Les chiffres parlent d'eux-mêmes. Depuis 2015, le Real Madrid a remporté cinq Ligue des Champions. Cinq. Le Bayern Munich et Manchester City ont chacun atteint au moins une finale. Le Barça, lui, cherche encore son chemin vers le dernier carré. Ce n'est pas une question de talent — Lamine Yamal à dix-sept ans affole déjà les radars de toute l'Europe — c'est une question de maturité collective, d'expérience, et d'une stabilité institutionnelle que le club a perdue avec la débâcle financière du début des années 2020.

  • 11 ans sans titre en Ligue des Champions pour le FC Barcelone (depuis Berlin, juin 2015)
  • 5 victoires en C1 pour le Real Madrid sur la même période
  • Lamine Yamal, 17 ans, désigné meilleur jeune joueur de la saison en Liga 2024-2025
  • Plus de 1,3 milliard d'euros de dette restructurée par Joan Laporta depuis 2021

La jeunesse ne suffit pas, et Henry le sait mieux que personne

Thierry Henry n'est pas en train de démolir un club qu'il a aimé.
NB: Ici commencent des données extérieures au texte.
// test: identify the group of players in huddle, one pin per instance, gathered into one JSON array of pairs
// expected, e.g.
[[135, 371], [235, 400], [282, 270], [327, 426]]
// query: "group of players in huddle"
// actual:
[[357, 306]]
Il est en train de rendre service à ceux qui le dirigent, si tant est qu'ils l'écoutent. Parce que le piège du Barça actuel, c'est de confondre l'excitation suscitée par ses jeunes pousses avec une véritable armada capable de tenir sur la durée d'une campagne européenne.

Lamine Yamal est un phénomène. Pedri revient de blessure avec une fraîcheur retrouvée. Robert Lewandowski n'a pas encore dit son dernier mot à trente-six ans. Mais gagner la Ligue des Champions exige autre chose qu'un collectif prometteur et un entraîneur inspiré. Ça demande une profondeur de banc que les contraintes salariales du Barça limitent encore sévèrement. Ça demande une défense qui ne cède pas sous la pression des grands soirs — et là, les Catalans ont régulièrement montré leurs limites face aux équipes d'élite européenne.

Henry a traversé ça. Avec Arsenal, il a effleuré la finale de Ligue des Champions en 2006, perdue contre le Barça justement — ironie cruelle. Avec le Barça, il a gagné la Coupe d'Europe en 2009. Il connaît la différence entre une belle équipe et une équipe qui gagne. Ce n'est pas la même chose. Loin de là.

Ce qui rend son jugement encore plus intéressant, c'est qu'il ne ferme aucune porte. Il ne dit pas « jamais ». Il dit « pas de sitôt ». Nuance fondamentale. Le projet Flick est réel, les talents sont là, la philosophie de jeu est cohérente. Mais construire un collectif européen capable de battre le Real Madrid de Kylian Mbappé, le Manchester City de Pep Guardiola ou le Bayern Munich dans ses grands soirs — ça ne se fait pas en une saison, même brillante.

Joan Laporta a vendu du rêve à ses socios depuis son retour à la présidence en 2021. Les « Levers » économiques, les recrues fracassantes, la promesse d'un retour au sommet. La réalité financière a souvent rattrapé les ambitions. Et sur le terrain européen, les résultats n'ont pas encore suivi le discours.

Alors oui, Thierry Henry tape fort. Mais il tape juste. Et si le FC Barcelone veut lui donner tort — le meilleur moyen de répondre à une critique, après tout — il faudra qu'Hansi Flick et ses joueurs franchissent enfin ce cap maudit des quarts ou demi-finales qui leur résiste depuis dix ans. La prochaine Ligue des Champions sera un nouveau test. Peut-être que Lamine Yamal, Pedri et leurs coéquipiers auront une réponse à apporter. Sur le terrain. Là où ça compte vraiment.